The first is what I just said; wait a frame and refresh or redraw everything. Redrawing doesn’t imply that you simple remove all Sprites and listeners, and then build everything up again. You could utilize Object Pooling to re-use assets, and only draw the changes, such as simply setting new x and y values on an existing object, and hiding the ones you don’t need. This way, you’re only redrawing once per frame, regardless of how many data changes there were, and you can ensure you’re always displaying the most up to date data efficiently and as quickly as you reasonably can. Refreshing refers to when to the data itself changing. In Flash using DataProvider, you usually have to do this manually, as my above example shows using “replaceItemAt”. In Flex, you can utilize DataBinding and the ArrayCollection will dispatch a change event for that particular item. Either way, if you’re data itself is changing, and not new items being added to the list for example, and you just set the data on the items themselves without redrawing anyting. Here’s some modified code of the above that adds new colors, and refreshes the data instead of redrawing everything.
function onChange3rdColor(event) { var len = list.length; for(var i = 0; i < len; i++) { list.replaceItemAt(getRandomColor(), i); } refresh(); } function refresh() { var len = list.length; for(var i = 0; i < len; i++) { var cube = blockHolder.getChildAt(i); var colorTransform:ColorTransform = new ColorTransform(); colorTransform.alphaMultiplier = .5; colorTransform.color = list.getItemAt(i) as uint; cube.transform.colorTransform = colorTransform; } }
The 2nd is to assume that the component itself will invalidate itself. In the previous example where I had the “onListChanged” function react to the changeType of replace. You could encapsulate that logic of changing colors into the Cube class itself. That way, if you set his cube.cubeColor variable 50 times, he’d only change it once per frame. This delegates responsibility of invalidation, making the component easier to work with. This doesn’t scale into the thousands of items, though, depending on what you’re doing.

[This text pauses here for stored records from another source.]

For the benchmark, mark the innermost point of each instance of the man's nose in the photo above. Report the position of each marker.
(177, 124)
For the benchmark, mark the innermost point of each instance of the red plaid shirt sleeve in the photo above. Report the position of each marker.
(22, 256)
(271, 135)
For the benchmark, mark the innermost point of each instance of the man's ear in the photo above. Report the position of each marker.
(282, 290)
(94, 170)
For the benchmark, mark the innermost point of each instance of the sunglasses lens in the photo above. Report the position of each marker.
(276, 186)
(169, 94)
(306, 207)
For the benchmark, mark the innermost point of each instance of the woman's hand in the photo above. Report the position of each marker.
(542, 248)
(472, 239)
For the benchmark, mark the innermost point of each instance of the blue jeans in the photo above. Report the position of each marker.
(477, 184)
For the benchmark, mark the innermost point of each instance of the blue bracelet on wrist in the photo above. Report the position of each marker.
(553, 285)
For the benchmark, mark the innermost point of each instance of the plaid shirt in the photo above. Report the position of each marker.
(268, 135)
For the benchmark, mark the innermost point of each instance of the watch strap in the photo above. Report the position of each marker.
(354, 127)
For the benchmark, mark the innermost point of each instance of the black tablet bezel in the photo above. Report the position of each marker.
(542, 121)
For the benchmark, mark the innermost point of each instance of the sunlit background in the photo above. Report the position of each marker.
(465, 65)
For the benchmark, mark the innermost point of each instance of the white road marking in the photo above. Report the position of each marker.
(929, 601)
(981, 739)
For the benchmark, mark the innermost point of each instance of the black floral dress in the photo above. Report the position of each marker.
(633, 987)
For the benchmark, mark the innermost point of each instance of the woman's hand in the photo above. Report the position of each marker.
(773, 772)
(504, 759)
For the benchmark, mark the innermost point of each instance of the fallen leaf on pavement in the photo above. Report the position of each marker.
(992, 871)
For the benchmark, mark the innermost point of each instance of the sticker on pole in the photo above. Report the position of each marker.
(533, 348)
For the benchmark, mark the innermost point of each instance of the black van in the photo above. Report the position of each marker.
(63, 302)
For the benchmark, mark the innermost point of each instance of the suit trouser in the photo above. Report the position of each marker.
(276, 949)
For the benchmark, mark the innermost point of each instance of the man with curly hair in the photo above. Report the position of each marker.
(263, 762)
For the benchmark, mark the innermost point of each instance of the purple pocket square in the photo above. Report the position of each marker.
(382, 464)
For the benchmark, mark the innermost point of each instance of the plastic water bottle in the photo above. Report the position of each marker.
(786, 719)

The 3rd way is a more efficient way to redraw everything, which leads me to the next section…
Drawing Tons of Stuff
In a previous blog entry, I talked about drawing really large Array’s. Let’s show an example of that. Let’s draw over 9000!!?!?!11 cubes.
The following code create’s a bitmap that we then copy a cube bitmap onto. We then move where we copy the next one slightly, and repeat. Now, usually you could do this using a for loop, and increment the x and y position each iteration. That won’t work for the amount of cubes equal to Goku’s power level, though. So, we do 2 things. Instead of using a for loop, we keep track of which item we’re drawing on, called “currentIndex”. We draw something and then increment this variable, just like a for loop increments an index. Secondly, after drawing we keep track of how much time it took. If it takes too long, we take a break, aka, wait a frame. This gives Flash Player time to breathe and refresh the screen… and you’re code won’t crash (aka, ScriptTimeoutError). The time check we do is to ensure we don’t go over a certain amount of time. This can “sometimes” be the stage.frameRate. So, if you are at running at 30 frames per second, if you take longer than 33 milliseconds, you are cutting into your redraw time. Naturally, this isn’t exact as my aforementioned articles mention; Flash Player is doing a ton of other stuff than just waiting for you to draw stuff with your code each frame. I usually just do 5 to 10. The second thing we do is ensure we aren’t calling the same function more than 254 times. The default maximum amount of times you can have a function call itself (recrusion) is 255 (by default, you can change this value).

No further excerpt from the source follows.